In the Northern Virginia deal, Dallas-based Lincoln Rackhouse partnered with Freeman Group, an investment firm run by former LayerOne and DataBank co-founder Brandon Freeman. The two data centers (1807 Michael Faraday Court and 251 Exchange Place) were operated for many years by Digital Realty, which put them up for sale last year as part of a four-building portfolio. Netrality, which operates carrier hotels in major cities, bought the portfolio earlier this month.
“Netrality acquired the whole portfolio, but their business model is geared around network-centric properties in the central business district of cities,” said Ryan Sullivan, Director atLincoln Rackhouse. “These two buildings are smaller assets with a value-add story.”
Lincoln Rackhouse was looking for buildings in Northern Virginia, and arranged to acquire the two properties from Netrality.
Opportunity in a Hot Market
“The ability to enter the hottest data center market in the world with existing cash flow and immediate capacity available for lease was very appealing to us,” said Sullivan. “The market saw absorption of over 70 MW of data center capacity in the first half of this year, and these properties present a unique opportunity for operators, providers and end users to enter or expand in the market right away, while other large data center developers and providers scramble to deliver new capacity as fast as they can to keep up with demand.”
Here’s an overview of the properties:
- 251 Exchange Place in Herndon is a 70,000 square foot powered shell property with 5 megawatts of power available. The building was an active data center for Level 3, which recently vacated when its lease ended and it opted to consolidate operations into another facility ion the area. Lincoln can offer the property as powered shell,o build-to-suit or turn-key data center, depending on the requirement.
- 1807 Michael Faraday Court in Reston is an operating colocation data center with approximately 1 megawatt of critical IT load on 11,000 square feet of raised floor. Lincoln Rackhouse will market the partially-occupied facility as turn-key data center space, leasing colocation suites.
The expansion into Northern Virginia is part of a larger opportunity for Lincoln Rackhouse in the data center sector. The company provides acquisition, property management and tenant representation services for data center clients. It also has partnered with T5 Data Centers to develop and market data centers in Dallas and Briarcliff Manor, N.Y. (about 30 miles north of Manhattan).
Opportunity in NoVa
Lincoln Rackhouse currently owns and operates data centers in Charlotte and the Boston area. The expansion into Northern Virginia reflects an interest in building a broader portfolio of data centers.
“Historically we’ve been more transactional in our approach, with traditional real estate service offerings,” said Sullivan. “We’re trying to grow our portfolio across the country, and this deal fit our profile.”

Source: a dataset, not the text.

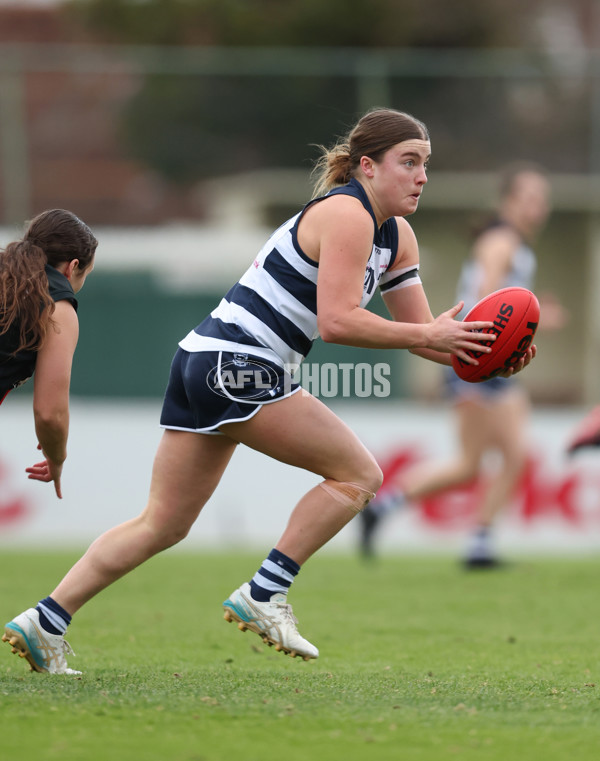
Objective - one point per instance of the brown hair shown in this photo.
(374, 134)
(52, 237)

Lincoln Rackhouse is a unit of Lincoln Property Company, a developer and real estate service provider that manages more than $60 billion in assets in 100 markets in the U.S. and Europe. That backing means Lincoln Rackhouse has the means to pursue data center acquisitions that fit its profile.
“Lincoln Property is a huge developer with a long history in commercial development,” said Sullivan. “We have the ability to roll that capability into our data center platform.”
Sullivan is particularly interested in properties that have an existing tenant that is only filling part of the facility, creating the potential for a sale/leaseback that conbines rental income and the “value-add” from developing the unused space and filling it with data center tenants.
“The value-add opportunity is the primary play for us,” said Sullivan. “The goal is to pick up several of these opportunities over the next few years. We’re very active and very opportunistic, but it’s got to be the right deal.”
Lincoln Rackhouse may eventually consider greenfield data center projects, but won’t build on a speculative basis. “We’re definitely a good option for build-to-suit,” said Sullivan, who said the build-to-suit option could work with either an end user of service provider. “We’re a real estate investor. We’ll never get into colocation or providing data center services.”